Theorem rmul_minus_one

Theorem. rmul_minus_one
x ∈ ℝ → (-1)⋅x = -x
Proof
01. 1 ⊢ x ∈ ℝ, hypo.
02. ⊢ 1 ∈ ℝ, calc.
03. ⊢ -1 ∈ ℝ, rneg_closed 2.
04. ⊢ -1 + 1 = 0, calc.
05. ⊢ (-1 + 1)⋅x = 0⋅x, eq_cong 4, f t = t⋅x.
06. 1 ⊢ (-1 + 1)⋅x = (-1)⋅x + 1⋅x, rmul_distr_add 3 2 1.
07. 1 ⊢ (-1)⋅x + 1⋅x = 0⋅x, eq_trans_ll 6 5.
08. 1 ⊢ 1⋅x = x, rmul_neutl 1.
09. 1 ⊢ (-1)⋅x + x = 0⋅x, eq_subst 8 7, P t ↔ (-1)⋅x + t = 0⋅x.
10. 1 ⊢ 0⋅x = 0, rmul_lzero 1.
11. 1 ⊢ (-1)⋅x + x = 0, eq_trans 9 10.
12. 1 ⊢ (-1)⋅x + x - x = 0 - x, eq_cong 11, f t = t - x.
13. 1 ⊢ (-1)⋅x ∈ ℝ, rmul_closed 3 1.
14. 1 ⊢ (-1)⋅x + x - x = (-1)⋅x, radd_cancel 13 1.
15. 1 ⊢ (-1)⋅x = 0 - x, eq_trans_ll 14 12.

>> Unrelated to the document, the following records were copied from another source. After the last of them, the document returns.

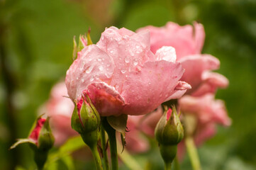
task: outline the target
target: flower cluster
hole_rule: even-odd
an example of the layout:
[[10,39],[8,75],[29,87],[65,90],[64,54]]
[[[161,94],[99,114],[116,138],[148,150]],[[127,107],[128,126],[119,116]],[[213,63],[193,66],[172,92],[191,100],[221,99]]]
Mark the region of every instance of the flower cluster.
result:
[[[215,99],[216,90],[227,87],[228,80],[213,72],[220,67],[216,57],[201,54],[204,38],[200,23],[171,22],[135,33],[112,26],[96,44],[89,34],[80,36],[65,83],[55,86],[45,105],[56,144],[78,132],[97,169],[102,169],[97,147],[101,137],[107,166],[106,130],[115,169],[116,131],[135,153],[150,148],[144,133],[155,136],[166,169],[170,169],[177,148],[184,152],[187,138],[199,145],[215,134],[216,124],[231,123],[224,103]],[[67,95],[69,98],[63,97]],[[28,137],[35,145],[45,121],[40,119]]]

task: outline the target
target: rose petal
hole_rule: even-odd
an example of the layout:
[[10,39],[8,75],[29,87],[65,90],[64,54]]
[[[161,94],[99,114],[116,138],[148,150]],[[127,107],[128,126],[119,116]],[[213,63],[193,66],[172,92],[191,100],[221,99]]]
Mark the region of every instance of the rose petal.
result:
[[124,100],[112,86],[104,82],[95,82],[89,85],[85,92],[101,116],[122,113]]
[[162,60],[130,72],[121,92],[127,104],[123,113],[143,115],[155,109],[172,94],[183,72],[179,63]]
[[191,94],[193,96],[200,96],[207,93],[214,94],[218,88],[226,88],[228,86],[228,79],[215,72],[204,72],[202,81],[203,84]]
[[202,82],[201,75],[205,71],[216,69],[219,67],[219,60],[209,55],[196,55],[180,60],[185,72],[181,79],[189,84],[192,89],[187,93],[192,93],[199,88]]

16. 1 ⊢ 0 - x = -x, rsub_from_zero 1.
17. 1 ⊢ (-1)⋅x = -x, eq_trans 15 16.
rmul_minus_one. ⊢ x ∈ ℝ → (-1)⋅x = -x, subj_intro 17.

Dependencies
The given proof depends on 12 axioms:
eq_refl, eq_subst, radd_assoc, radd_closed, radd_comm, radd_inv, radd_neutr, rmul_closed, rmul_comm, rmul_distl_add, rmul_neutr, rneg_closed.